Now we have produced our sketch, we decide to repeat the exercise, in the four corners of our screen. Unfortunately we dont have a calculator to work this out for us and we have to calculate the beginning and ending of each line in the virtual graph.
line(0,n,n+10,height);
Fortunately we have a pattern to guide us, in the code we used to create the first sketch. We can see that the pattern starts at zero across and a variable n, which increases by ten each time the draw method is exited and reexecuted. The end coordinate is the value of n+10 and is always the height of the screen downwards. To make our next pattern at the bottom right corner we know the first coordinate should start at the width of the screen across and have n pixels down. On each iteration, the point should have a variable number across and a fixed value equal to the height of the screen. If we are careful not to hard code any of the integers used to draw our sketch, this will mean our code can run in any size of window.
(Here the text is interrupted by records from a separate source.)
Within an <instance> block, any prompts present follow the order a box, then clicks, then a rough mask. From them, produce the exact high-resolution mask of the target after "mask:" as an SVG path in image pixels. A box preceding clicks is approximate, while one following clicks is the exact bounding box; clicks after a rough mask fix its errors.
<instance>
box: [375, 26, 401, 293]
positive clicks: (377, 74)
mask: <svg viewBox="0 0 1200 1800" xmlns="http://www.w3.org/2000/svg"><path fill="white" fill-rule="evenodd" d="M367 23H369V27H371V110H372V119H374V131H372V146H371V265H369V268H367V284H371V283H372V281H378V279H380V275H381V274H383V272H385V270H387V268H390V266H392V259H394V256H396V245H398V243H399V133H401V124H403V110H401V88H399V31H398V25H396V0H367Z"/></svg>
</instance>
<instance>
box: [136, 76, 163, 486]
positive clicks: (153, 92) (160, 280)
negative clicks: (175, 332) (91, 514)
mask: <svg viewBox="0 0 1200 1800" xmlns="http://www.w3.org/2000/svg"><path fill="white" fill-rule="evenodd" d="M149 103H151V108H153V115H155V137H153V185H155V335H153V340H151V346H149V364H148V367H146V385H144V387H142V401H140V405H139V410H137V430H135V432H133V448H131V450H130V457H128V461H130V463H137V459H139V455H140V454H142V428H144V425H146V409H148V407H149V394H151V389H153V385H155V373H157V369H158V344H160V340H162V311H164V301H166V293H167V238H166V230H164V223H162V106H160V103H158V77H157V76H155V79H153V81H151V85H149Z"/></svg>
The way we coded the pattern sketch was ok to demonstrate the lines being drawn but we shall place the code in a for loop now, as we are using steps to increment the value of the gaps between the lines.
Try to calculate the statements needed to draw the other three patterns. The mathematically minded can use their free time to come up with some other patterns to use in their program and those whose mathematics are more artistic will come up with loads of new patterns as they try to work out the numbers.
Add a function to change the stroke colour each time the draw loop repeats. The finished sketch should look like the illustration and hopefully you will have thought up some new patterns, which we shall use in the next section.